Com efeito, os provedores de aplicação de Internet – a exemplo do Twitter –, possuem papel relevante na remoção de conteúdos postados que violem regras eleitorais ou ofendam direitos personalíssimos das pessoas que participam do processo eleitoral. A remoção de conteúdo pode se dar, inclusive, espontaneamente, por iniciativa do próprio provedor, quando identificada alguma violação aos termos de uso ou à política da plataforma. Nas demais hipóteses, a obrigação deve ser imposta ao provedor mediante ordem judicial, assegurada a liberdade de expressão, a fim de impedir a censura.
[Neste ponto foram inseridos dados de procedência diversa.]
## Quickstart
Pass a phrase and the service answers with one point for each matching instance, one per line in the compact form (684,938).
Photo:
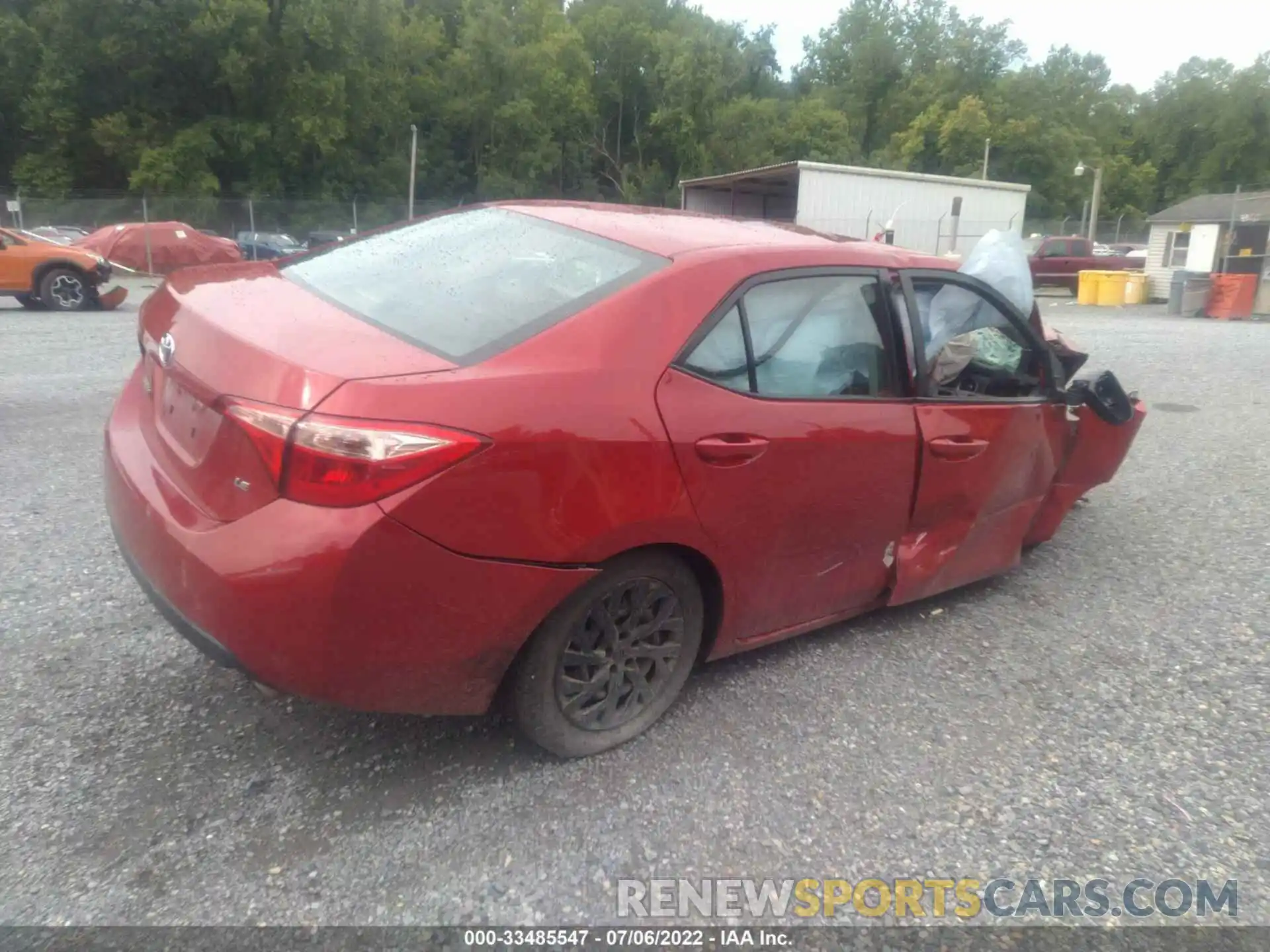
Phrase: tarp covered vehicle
(173,245)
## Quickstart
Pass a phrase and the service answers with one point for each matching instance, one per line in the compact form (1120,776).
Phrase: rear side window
(469,285)
(810,338)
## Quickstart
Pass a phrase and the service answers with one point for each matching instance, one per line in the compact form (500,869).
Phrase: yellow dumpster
(1136,288)
(1087,287)
(1111,288)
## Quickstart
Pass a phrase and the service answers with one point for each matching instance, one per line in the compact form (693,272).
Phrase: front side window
(972,347)
(810,338)
(469,285)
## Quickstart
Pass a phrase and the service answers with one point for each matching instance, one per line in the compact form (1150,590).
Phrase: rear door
(994,432)
(796,441)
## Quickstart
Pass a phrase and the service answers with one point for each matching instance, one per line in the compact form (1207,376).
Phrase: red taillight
(337,461)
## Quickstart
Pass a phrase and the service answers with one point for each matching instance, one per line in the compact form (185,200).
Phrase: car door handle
(730,448)
(956,447)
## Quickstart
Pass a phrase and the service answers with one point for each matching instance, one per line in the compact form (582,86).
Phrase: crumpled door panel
(1096,454)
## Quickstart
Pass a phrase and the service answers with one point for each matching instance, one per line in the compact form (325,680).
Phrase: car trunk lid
(214,335)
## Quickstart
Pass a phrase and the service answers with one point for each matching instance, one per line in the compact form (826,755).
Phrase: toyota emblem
(167,350)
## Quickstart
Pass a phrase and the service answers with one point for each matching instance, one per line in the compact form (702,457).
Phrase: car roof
(672,233)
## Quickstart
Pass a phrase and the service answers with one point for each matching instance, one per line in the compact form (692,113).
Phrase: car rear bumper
(345,606)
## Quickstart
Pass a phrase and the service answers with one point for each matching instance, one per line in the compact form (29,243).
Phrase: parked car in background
(1058,260)
(455,460)
(267,245)
(60,234)
(324,239)
(1129,249)
(44,274)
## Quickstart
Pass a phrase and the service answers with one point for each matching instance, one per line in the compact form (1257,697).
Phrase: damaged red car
(559,454)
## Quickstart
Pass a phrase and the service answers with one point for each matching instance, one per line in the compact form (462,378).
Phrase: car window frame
(1053,391)
(889,332)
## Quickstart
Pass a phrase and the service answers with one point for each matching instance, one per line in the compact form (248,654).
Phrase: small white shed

Assim, persiste o interesse processual dos representantes, porquanto os provedores podem ser responsabilizados subsidiariamente em relação a conteúdos publicados de autoria de seus usuários, ante o descumprimento de ordem judicial específica proferida nos termos do art. 19 do Marco Civil da Internet e art. 33, § 5º, da Res.-TSE nº 23.551/2017. Nesse sentido:
ELEIÇÕES 2010. PROPAGANDA ELEITORAL ANTECIPADA. INTERNET. BLOG. AÇÃO CAUTELAR. ANONIMATO. PSEUDÔNIMO. SUSPENSÃO LIMINAR. PROVEDOR. RESPONSABILIDADE. LIVRE MANIFESTAÇÃO DO PENSAMENTO.
As representações eleitorais que apontem irregularidades na utilização da internet como meio de divulgação de propaganda eleitoral podem ser propostas: (i) – contra a pessoa diretamente responsável pela divulgação tida como irregular, seja por autoria própria, seja pela seleção prévia do conteúdo divulgado; e (ii) – contra o provedor de conteúdo ou hospedagem quando demonstrado que este, em relação ao material incluído por terceiros, foi previamente notificado da irregularidade apontada ou, por outro meio, é possível verificar o seu prévio conhecimento. (iii) Desta última hipótese, excetua-se o armazenamento da propaganda realizada diretamente por candidatos, partidos e coligações, quando o provedor somente poderá retirar a propaganda após prévia apreciação judicial da irregularidade apontada, sendo ele responsável apenas no caso de descumprimento da decisão judicial.
[...] (AgR-AC nº 1384-43, rel. Min. Henrique Neves da Silva, DJe de 17.8.2010 – destaquei)
Na mesma linha é a jurisprudência do Superior Tribunal de Justiça, que, “em harmonia com o art. 19, § 1º, da Lei nº 12.965/2014 (Marco Civil da Internet), entende ser necessária a notificação judicial ao provedor de conteúdo ou de hospedagem para retirada de material ali publicado por terceiros usuários e apontado como infringente à honra ou à imagem dos eventuais interessados, sendo imprescindível a indicação clara e específica da URL – Universal Resource Locator – correspondente ao material que se pretenda remover. 2. Agravo interno não provido” (AI-AI nº AResp nº 956396/MG, rel. Min. Ricardo Villas Bôas Cueva, DJe de 27.10.2017).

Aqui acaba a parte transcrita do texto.